当の本人はケロリとしており、俺が「えげつな……」と言うと憤慨していた。
「ジェイ、お塩取って」
食堂で飯を食っていると、ルチアが言った。
俺に対して敬語を使っていたのは見習いの最初の一年だけだった。今は顎で使いかねない勢いだ。
そのくせ、副小隊長のカイのことは気に入っているそうで、喋る時に声が一段高くなることがムカつく。それを指摘したら、「だってカイさんの声、カッコいいもん!」と言われた。
俺は恰好よくないのか、悪かったな!
少し不貞腐れてると、「ジェイのことは実の兄弟くらいに好きだからね!」とフォローされたが、店の常連の俺はルチアが兄と弟を顎で使っていることを知っている。

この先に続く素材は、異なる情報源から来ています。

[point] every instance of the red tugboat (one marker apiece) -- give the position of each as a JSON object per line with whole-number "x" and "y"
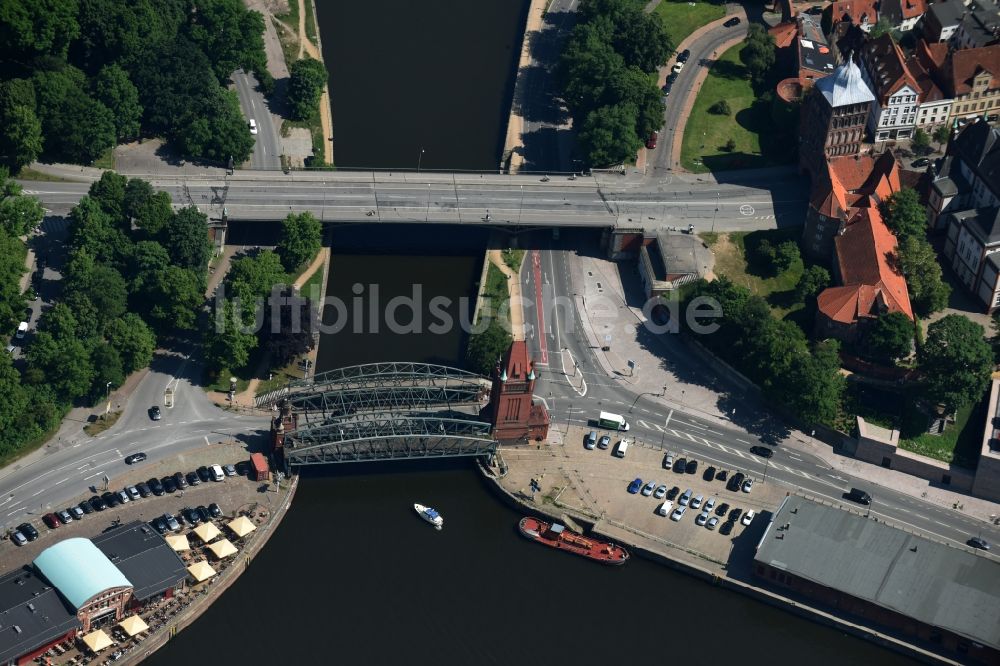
{"x": 557, "y": 536}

塩を渡すと、「ありがとう!」とにっこり笑う。討伐以外の時は普通に女の子らしいし、顔も飛び切り可愛いのだが、如何せんルチアは規格外に強すぎる。
その合理的な戦い方は、魔力消費も少なく確実性も高いということで、竜騎士団内で共有され、更には王国騎士団全体にも広まった。ザンガ草原の戦いを経て、その名前は王都どころか隣国にも鳴り響いているほどだという。これでは嫁の貰い手はないだろうと、実の妹のようにルチアを思っている俺たち第十五小隊員は強く心配する毎日だ。
大規模な掃討作戦も、彼女中心に組まれるようになった。俺もルチアのペアとして、大規模作戦に必ず参加するようになり、魔力も持たない一般兵のはずの俺が、スリリングな毎日を送るようになった。
新婚に酷な仕打ちだと思うが、「諦めろ」と皆に肩を叩かれた。
昨年、ロイドという、ルチア並みの規格外の魔力を持った新人が入団して来た。ルチアの幼馴染らしいが、悪ガキで扱いにくい子供だった。
当然のように俺とルチアのペアが面倒を見ることになり、すぐにギャーギャー騒ぐロイドの扱いに最初は苦労したが、ルチアが上手くコントロールして正騎士になる頃には見違えるように頼りになるようになった。
ルチアが王都の学園に行く間の戦力減が懸念されたが、ロイドの登場で払拭された。ルチアも、休職までにキッチリと育て上げてくれた。
明日、ルチアは王都へ旅立つ。俺たちはルチアが少しでも女らしく見えるよう、シラクサ竜騎士団の紋章を象った銀細工の髪飾りを贈った。
ルチアは喜んでくれたし、いつものポニーテールではなく半分降ろした髪に髪飾りはとても良く似合っていた。
ぜひ学園でいい男を捕まえてきて、幸せになってほしいと心から願った。